D. Abbiamo visto Emma Raducanu indossare una delle tue magliette qui. Hai avuto molte interazioni con lei? Ha perso ieri, avendo vinto un Grande Slam da giovane. Hai qualche consiglio per Emma in questa fase della sua carriera?

RAFAEL NADAL: “Non sono un grande fan dei consigli, onestamente. Penso che le persone che stanno accanto al giocatore abbiano normalmente i migliori consigli perché conoscono la situazione, la situazione personale, della persona, no? Ma onestamente non ho mai avuto una grande interazione con lei. Ma sono stato davvero impressionato quando l’ho vista vincere gli US Open. Ho visto la finale. Il modo in cui ha giocato era incredibile. Allora è difficile gestire tutto questo tipo di successo nelle primissime fasi della tua vita, no? Ma le auguro tutto il meglio. Penso che sia un personaggio molto importante per il nostro sport. So che sta passando un anno difficile, ma d’altra parte ha già vinto uno slam in una fase molto precoce della sua carriera. Questo le dà la calma, penso, di prendersi il suo tempo per continuare a migliorare e per continuare ad avere possibilità nel prossimo futuro. Spero davvero che lo farà”.

D. Hai appena parlato di Emma. E Coco Gauff? Che rapporto hai con lei? Quali sono le sue osservazioni sulla sua maturità da giovane?

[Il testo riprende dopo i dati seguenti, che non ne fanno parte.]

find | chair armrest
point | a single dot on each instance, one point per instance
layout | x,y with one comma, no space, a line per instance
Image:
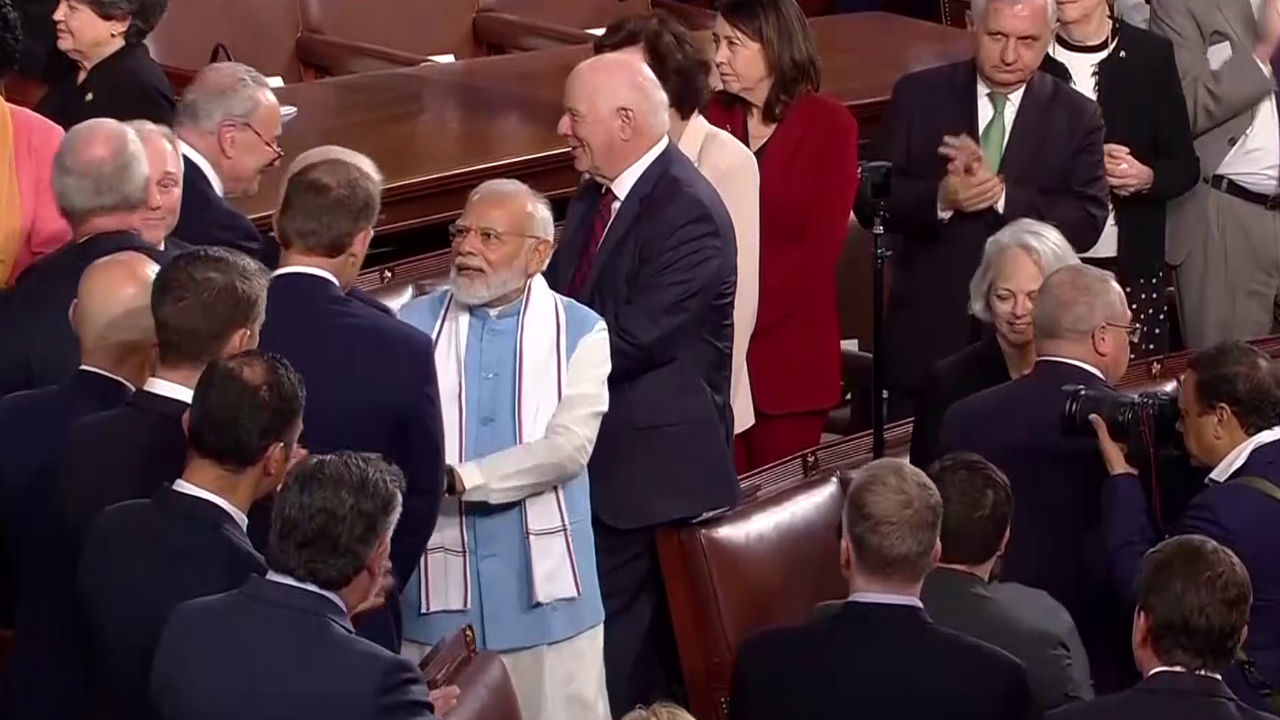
334,57
512,33
689,16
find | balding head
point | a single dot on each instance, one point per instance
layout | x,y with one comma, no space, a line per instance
1082,314
615,112
101,177
112,314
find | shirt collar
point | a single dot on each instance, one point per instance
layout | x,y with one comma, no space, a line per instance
173,391
307,270
886,598
627,178
205,167
1237,458
1011,99
187,488
1073,361
287,580
104,373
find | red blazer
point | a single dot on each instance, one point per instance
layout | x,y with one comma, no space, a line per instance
808,185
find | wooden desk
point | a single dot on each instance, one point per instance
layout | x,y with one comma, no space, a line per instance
438,131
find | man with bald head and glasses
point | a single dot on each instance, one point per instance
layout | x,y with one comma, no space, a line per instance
524,386
370,378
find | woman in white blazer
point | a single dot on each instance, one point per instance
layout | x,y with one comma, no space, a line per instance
684,71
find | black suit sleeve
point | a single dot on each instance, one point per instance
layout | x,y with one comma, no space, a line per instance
1080,206
419,451
1175,168
679,274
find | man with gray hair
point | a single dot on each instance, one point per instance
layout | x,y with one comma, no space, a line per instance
229,128
1008,142
517,482
1083,328
649,246
880,654
385,373
100,182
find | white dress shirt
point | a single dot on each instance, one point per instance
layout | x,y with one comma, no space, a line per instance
986,112
187,488
205,167
173,391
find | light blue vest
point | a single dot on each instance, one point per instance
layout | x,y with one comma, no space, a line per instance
502,609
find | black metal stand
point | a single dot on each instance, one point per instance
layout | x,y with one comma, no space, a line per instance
880,393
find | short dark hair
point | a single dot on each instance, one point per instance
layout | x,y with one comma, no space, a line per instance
144,16
201,297
325,205
329,516
787,44
1240,377
677,62
976,507
1196,596
10,37
242,406
892,516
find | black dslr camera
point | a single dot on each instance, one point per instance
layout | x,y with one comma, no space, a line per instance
1146,420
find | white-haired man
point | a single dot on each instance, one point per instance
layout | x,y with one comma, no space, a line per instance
524,384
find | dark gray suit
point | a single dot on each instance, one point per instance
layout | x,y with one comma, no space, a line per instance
963,602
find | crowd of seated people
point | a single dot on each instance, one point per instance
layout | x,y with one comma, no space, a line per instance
220,461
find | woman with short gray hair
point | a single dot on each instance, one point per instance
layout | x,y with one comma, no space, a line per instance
112,73
1002,295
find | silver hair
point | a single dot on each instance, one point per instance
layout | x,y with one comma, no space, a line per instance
100,168
978,9
336,153
1074,301
1042,242
220,92
146,128
542,220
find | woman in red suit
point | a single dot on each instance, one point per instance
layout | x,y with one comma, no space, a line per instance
807,146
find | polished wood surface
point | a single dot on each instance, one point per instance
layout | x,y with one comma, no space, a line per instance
437,131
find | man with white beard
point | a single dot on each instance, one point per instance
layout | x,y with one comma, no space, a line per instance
524,384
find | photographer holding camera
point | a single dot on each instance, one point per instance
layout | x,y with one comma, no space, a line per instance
1229,411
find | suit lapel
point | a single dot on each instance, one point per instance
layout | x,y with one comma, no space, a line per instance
1024,137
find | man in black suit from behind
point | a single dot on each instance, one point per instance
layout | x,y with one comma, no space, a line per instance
229,127
1192,616
144,557
976,509
974,145
1056,540
100,180
880,656
378,395
206,302
283,646
112,317
649,246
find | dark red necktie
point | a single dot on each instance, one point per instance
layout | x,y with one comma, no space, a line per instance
603,214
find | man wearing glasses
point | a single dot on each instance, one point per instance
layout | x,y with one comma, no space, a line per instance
1083,329
228,124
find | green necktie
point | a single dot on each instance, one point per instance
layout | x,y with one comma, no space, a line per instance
993,135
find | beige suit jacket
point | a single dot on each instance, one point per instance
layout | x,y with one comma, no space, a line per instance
732,171
1221,95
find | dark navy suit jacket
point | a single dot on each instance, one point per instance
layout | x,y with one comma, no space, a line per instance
1056,540
206,218
36,310
141,560
663,281
1237,515
269,651
42,677
370,388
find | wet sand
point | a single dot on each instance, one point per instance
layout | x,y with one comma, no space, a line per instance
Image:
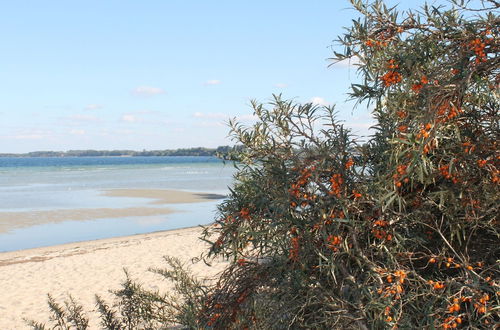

RAFAEL NADAL: “È un caso simile. L’unica differenza è che non ha ancora vinto uno slam. Ha iniziato molto presto. Mi piace il modo in cui parla alla folla, alla stampa alla fine delle partite. È fresca. È naturale. Sembra molto matura nei suoi pensieri. Sì, penso che sia una combattente. Mi piace il modo in cui gioca. Combatte per ogni palla. Anche a volte, quando non gioca molto bene, continua a lottare fino alla fine, correndo per ogni palla. Penso di sì, se è in grado di migliorare un po’ con questa prestazione fisica che ha, probabilmente parleremo di una plurivincitrice di Slam”.